The United Nations refugee agency and the International Organization for Migration are launching what they say is a final effort to help thousands of East Timorese refugees living in West Timor to go home by the end of this year.
The president of East Timor also is intent on resolving this lingering problem. Xanana Gusmao is on a four-day visit to West Timor to encourage the East Timorese refugees to return home.
The refugees are among hundreds-of-thousands who fled to West Timor in the bloody aftermath of East Timor's referendum for independence in September 1999. The spokeswoman for the International Organization for Migration, Niurka Pineiro, says many of them fear for their safety if they return home.
"These people were opposed to East Timor independence from Indonesia," she said. "So they were very vocal about it, and they still fear. They have told our people in West Timor that they fear that their neighbors may still take reprisals against them. So, I think this is the reason why these people are holding back."
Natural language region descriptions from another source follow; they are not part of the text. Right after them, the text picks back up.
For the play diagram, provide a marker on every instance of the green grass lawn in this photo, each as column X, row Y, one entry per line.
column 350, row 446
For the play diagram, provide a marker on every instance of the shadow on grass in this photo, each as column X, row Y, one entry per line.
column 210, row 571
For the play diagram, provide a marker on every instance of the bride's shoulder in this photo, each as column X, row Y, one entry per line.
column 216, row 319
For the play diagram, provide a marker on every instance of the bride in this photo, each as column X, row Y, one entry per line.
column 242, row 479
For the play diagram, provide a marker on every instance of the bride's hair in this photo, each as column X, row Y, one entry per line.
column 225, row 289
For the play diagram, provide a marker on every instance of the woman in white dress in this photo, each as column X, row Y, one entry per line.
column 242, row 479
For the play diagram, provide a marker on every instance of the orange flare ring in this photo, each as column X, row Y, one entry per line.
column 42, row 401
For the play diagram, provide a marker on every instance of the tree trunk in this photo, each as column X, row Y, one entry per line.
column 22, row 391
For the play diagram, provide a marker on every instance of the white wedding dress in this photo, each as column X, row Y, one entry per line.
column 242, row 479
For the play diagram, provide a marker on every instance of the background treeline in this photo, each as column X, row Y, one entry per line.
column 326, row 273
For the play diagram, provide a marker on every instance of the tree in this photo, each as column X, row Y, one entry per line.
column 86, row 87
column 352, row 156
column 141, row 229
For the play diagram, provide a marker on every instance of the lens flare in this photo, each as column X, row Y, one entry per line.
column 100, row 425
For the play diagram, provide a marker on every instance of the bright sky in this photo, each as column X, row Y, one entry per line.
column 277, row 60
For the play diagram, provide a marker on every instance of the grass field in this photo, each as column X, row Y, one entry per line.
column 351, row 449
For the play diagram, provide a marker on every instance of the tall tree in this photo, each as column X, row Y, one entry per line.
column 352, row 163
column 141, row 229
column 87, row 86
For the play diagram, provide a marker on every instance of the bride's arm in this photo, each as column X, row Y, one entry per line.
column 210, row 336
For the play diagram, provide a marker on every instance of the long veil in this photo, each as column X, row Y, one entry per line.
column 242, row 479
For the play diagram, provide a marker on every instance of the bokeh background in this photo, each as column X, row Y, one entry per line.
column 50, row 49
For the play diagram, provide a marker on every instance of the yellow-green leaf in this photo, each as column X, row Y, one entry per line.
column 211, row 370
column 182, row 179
An estimated 220,000 East Timorese refugees, who fled to West Timor in 1999 have already gone home. Ms. Pineiro says there are strong incentives for the remaining 30,000 refugees to return, before the end of the year.
She says the Indonesian authorities have agreed to give each family $162 as a Christmas bonus. In addition, she says, the U.N. has threatened to revoke their status as refugees in need of international protection.
"I think it is becoming a long-term problem with no solution. So, I think all parties are eager to find a solution for these people, especially given the fact that there is no land for these people," said Ms. Pineiro. "There is no farmland. So, where are they going to be resettled? They cannot live in these camps forever."
If the refugees return to East Timor, Ms. Pineiro says, they will be able to reclaim the land they abandoned when they fled to West Timor. She says the East Timor government promises to help them reintegrate within their communities.
She says the refugees who return home by the end of the year will be transported to their hometowns and villages. And, she adds, they will receive a one-month's supply of food and a variety of domestic items.